You're looking for something you can't find
Life ain't no sixties rhyme
You're miserable and frustrated too, yeah
Nobody's wants to be with you
Complain and whine is all you do
No one's gonna listen to you
Invisible, we see right through you

Olhou para o lado e viu seus amigos pulando ao lado dele, tinha alguma sorte afinal.

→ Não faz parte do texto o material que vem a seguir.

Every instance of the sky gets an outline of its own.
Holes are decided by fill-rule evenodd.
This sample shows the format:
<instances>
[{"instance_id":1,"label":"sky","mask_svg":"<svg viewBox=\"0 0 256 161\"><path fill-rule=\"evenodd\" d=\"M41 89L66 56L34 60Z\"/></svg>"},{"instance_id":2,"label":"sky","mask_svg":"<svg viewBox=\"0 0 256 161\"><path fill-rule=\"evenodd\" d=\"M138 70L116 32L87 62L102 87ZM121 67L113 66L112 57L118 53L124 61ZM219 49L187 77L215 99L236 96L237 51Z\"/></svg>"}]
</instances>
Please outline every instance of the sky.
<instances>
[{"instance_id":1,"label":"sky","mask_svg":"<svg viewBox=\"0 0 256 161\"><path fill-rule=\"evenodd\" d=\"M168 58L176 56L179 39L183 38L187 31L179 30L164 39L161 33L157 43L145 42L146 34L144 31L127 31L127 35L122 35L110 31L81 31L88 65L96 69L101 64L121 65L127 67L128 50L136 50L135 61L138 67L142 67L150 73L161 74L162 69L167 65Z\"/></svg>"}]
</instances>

Quando a música parou Marky Ramone arremessou a baqueta em direção a cabeça de Vitor, ele estava distraído. Olhou para frente e viu um objeto não identificado vindo em direção ao seu nariz. Abaixou à cabeça, o filho da puta que estava atrás dele pegou a baqueta.

- Azar Crônico – disse Vitor olhando para Jorge, era muito melhor ter tido as fuças arrebentadas pelo Marky Ramone, pegaria a baqueta e teria história pra contar.

Vitor e Jorge ficaram estarrecidos olhando para a baqueta com o moleque atrás deles. Marcel pulava e entrava em alguma rodinha de bate-cabeças que se formava.

Vitor achou melhor esquecer a baqueta e aproveitar o resto do show, Jorge concordou. Foram todos para a rodinha tomar uns socos e ganhar uns hematomas.